On 12 April 2022, the French Competition Authority (the “FCA”) imposed a fine of EUR 7 million on Compagnie Financière Européenne de Prises de Participation (“Cofepp”) for an acquisition of de facto control over Marie Brizard Wine & Spirits (“MBWS”), without having notified the transaction or waiting for clearance.
On 3 January 2019, Cofepp notified its intention to acquire sole control of MBWS to the FCA. The transaction was cleared on 28 February 2019, subject to remedies requiring the assignment of trademarks.
In April 2019, considering that it held sufficient evidence suggesting the existence of a control situation before the notification of the transaction, the FCA carried out inspections at Cofepp’s premises.
In its 12 April 2022 decision, the FCA concluded that not only had Cofepp breached its obligation to notify a reportable transaction prior to its completion, but also that Cofepp had breached its obligation to suspend completion pending clearance. This is the first time that the FCA fined a company for both of these two separate infringements in a single decision.
This decision is also noteworthy in that it is a rare case of application of these provisions to an acquisition of de facto control.
At the time of the notification and as of September 2017, Cofepp already held 29% of the capital and voting rights of MBWS, a stake it had progressively acquired over the preceding years. The FCA found that, given the dilution of the other shareholders, this circumstance was likely to offer Cofepp near certainty that the strategic decisions it supported would be approved.
Most importantly, the FCA considered that several practices showed that Cofepp had effectively exercised decisive influence, and hence control, over MBWS prior to the notification, and a fortiori the clearance, of the transaction:
- The FCA first noted that Cofepp had the ability to designate several members of the Board (3 out of 11 between 2017 and 2019) and that it could, accordingly, access commercially sensitive information (in particular quite detailed forecast budgets, sales volumes and business prospects), despite the different mechanisms intended to prevent such exchanges (in particular an obligation to quit the meetings when sensitive information is discussed, as well as provisions of a “clean team” agreement).
- The FCA also noted that Cofepp and MBWS had tight commercial and financial relationships, since Cofepp had become one of the main suppliers of MWBS and had also provided it with significant financial support.
- Finally, the FCA considered that Cofepp had intervened on several occasions in MBWS’s strategic and operational decisions (in particular in the designation of the new CEO, in negotiations with MBWS’s suppliers, in the determination of the budget and commercial policy, etc.).
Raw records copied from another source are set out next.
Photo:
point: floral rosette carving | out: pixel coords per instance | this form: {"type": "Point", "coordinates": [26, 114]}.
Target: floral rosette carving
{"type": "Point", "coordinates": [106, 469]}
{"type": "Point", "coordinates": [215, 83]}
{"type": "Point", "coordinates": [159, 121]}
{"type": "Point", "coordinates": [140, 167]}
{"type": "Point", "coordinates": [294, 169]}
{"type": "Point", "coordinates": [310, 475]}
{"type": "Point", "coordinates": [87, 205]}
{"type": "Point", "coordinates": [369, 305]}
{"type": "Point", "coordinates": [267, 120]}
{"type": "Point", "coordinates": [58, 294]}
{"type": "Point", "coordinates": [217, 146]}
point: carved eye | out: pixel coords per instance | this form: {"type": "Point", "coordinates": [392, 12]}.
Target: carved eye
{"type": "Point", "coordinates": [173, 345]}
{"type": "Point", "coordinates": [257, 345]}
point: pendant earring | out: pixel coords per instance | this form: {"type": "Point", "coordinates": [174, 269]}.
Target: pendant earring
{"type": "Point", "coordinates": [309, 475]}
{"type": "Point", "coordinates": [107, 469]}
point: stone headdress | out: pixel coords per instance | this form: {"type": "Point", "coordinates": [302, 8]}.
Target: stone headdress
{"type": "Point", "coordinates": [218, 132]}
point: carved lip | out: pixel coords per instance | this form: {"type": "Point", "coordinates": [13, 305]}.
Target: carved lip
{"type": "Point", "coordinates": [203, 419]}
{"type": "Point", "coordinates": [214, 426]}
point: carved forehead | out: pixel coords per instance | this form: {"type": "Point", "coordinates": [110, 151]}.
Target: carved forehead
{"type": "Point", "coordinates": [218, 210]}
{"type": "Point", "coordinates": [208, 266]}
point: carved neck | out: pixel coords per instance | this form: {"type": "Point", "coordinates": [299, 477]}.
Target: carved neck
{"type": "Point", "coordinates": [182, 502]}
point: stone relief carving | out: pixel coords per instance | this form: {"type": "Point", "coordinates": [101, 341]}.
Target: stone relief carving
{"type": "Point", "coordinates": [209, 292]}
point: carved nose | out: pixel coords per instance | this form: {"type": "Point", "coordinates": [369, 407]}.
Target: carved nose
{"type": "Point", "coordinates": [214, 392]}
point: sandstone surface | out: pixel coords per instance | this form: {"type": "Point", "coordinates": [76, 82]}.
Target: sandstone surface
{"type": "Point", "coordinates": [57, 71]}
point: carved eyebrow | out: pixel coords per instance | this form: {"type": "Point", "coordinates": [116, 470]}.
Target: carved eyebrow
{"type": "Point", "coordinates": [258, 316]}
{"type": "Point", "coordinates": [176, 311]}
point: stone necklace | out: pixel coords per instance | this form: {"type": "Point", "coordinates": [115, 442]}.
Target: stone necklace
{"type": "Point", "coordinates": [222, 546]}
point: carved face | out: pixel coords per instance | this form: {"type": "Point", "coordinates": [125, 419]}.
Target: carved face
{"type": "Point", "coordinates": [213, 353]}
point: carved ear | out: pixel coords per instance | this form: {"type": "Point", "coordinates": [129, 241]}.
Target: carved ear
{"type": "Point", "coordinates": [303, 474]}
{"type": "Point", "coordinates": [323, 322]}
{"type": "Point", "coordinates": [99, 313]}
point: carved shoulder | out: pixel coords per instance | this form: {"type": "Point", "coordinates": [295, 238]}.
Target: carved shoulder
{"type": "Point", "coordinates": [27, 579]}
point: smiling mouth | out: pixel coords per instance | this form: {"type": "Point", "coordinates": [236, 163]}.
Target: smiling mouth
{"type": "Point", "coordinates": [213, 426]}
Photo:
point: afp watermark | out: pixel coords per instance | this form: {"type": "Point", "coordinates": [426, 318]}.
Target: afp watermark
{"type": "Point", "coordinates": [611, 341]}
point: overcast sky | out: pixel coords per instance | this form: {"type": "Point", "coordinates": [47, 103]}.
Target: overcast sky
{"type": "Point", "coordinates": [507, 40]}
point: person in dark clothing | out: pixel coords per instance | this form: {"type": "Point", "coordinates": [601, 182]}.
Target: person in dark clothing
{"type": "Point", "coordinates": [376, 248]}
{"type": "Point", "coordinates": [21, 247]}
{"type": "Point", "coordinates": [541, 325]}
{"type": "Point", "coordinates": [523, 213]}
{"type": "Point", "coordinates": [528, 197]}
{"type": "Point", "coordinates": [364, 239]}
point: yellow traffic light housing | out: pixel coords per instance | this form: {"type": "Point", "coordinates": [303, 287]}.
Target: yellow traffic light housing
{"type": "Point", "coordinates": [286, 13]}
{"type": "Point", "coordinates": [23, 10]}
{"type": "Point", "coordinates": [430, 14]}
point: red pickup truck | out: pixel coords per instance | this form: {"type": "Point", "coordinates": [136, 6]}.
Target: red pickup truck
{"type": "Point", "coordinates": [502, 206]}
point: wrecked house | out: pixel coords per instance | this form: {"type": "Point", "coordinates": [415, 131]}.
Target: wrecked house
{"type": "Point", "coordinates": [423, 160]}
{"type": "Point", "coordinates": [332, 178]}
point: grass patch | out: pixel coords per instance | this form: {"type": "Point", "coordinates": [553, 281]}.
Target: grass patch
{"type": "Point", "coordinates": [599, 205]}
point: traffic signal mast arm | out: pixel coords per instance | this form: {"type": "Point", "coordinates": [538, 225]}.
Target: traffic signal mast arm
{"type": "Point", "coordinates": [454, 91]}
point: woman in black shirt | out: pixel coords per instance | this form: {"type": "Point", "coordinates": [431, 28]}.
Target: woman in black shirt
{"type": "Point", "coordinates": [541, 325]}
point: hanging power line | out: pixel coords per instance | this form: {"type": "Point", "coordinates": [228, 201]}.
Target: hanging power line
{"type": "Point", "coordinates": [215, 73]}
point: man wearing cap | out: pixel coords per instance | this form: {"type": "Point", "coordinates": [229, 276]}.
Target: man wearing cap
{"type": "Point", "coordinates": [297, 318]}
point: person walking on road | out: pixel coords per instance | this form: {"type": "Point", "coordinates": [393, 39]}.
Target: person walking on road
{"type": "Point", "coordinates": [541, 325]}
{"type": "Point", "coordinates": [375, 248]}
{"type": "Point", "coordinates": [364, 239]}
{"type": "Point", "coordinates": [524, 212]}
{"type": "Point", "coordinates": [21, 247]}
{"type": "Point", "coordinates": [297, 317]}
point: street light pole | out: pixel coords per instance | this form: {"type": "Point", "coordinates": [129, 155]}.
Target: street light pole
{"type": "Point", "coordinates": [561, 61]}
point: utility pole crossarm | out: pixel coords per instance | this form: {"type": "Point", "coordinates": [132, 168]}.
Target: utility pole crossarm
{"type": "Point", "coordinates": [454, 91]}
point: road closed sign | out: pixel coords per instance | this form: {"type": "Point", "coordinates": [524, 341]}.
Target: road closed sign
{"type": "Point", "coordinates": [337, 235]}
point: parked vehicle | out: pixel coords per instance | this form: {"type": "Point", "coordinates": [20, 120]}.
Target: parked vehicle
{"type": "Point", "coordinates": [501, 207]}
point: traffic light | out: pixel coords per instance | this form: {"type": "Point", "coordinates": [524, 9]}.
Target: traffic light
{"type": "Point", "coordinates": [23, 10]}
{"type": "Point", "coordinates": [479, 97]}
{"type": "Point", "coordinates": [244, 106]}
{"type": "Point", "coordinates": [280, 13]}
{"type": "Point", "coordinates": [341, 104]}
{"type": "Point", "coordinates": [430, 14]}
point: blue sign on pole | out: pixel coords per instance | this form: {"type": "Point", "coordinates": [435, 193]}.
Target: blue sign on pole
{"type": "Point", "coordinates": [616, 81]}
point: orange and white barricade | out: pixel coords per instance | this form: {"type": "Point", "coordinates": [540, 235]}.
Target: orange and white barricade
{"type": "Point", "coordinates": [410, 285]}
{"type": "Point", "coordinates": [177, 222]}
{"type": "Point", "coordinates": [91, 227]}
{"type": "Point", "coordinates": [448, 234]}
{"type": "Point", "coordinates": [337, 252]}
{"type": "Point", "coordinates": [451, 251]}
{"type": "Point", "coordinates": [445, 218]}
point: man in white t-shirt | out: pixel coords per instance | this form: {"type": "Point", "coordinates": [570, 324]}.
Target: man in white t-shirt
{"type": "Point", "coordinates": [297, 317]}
Cofepp agreed not to contest the charges and settled with the FCA, which imposed a fine of EUR 7 million.
The amount of the fine reflects the fact that the FCA considers such breaches to be “by nature, a serious infringement of economic public order (…), irrespective of the possible effects of the contemplated transaction on competition”. However, the FCA also took into account the knowledge that Cofepp had according to the FCA, that the transaction entailed a risk of harming competition. It also identified an aggravating circumstance in the fact that the “completion of the transaction without notification and authorisation [resulted in] an accumulation of behaviors reflecting a deliberate intent to complete the transaction and a disdain for competition rules”.
The acquisition of (non-controlling) minority shareholdings are not reportable under most merger control regimes, but significant shareholdings between players active in the same industry may create a risk of a progressive acquisition of de facto control. Beyond the specificities of this case, this decision is a useful reminder that it is crucial to closely monitor the evolution of the relationship between a minority shareholder and the company concerned over time, in order to be in a position to file a prior notification as soon as there is a risk that the development of this relationship may qualify as an acquisition of de facto control.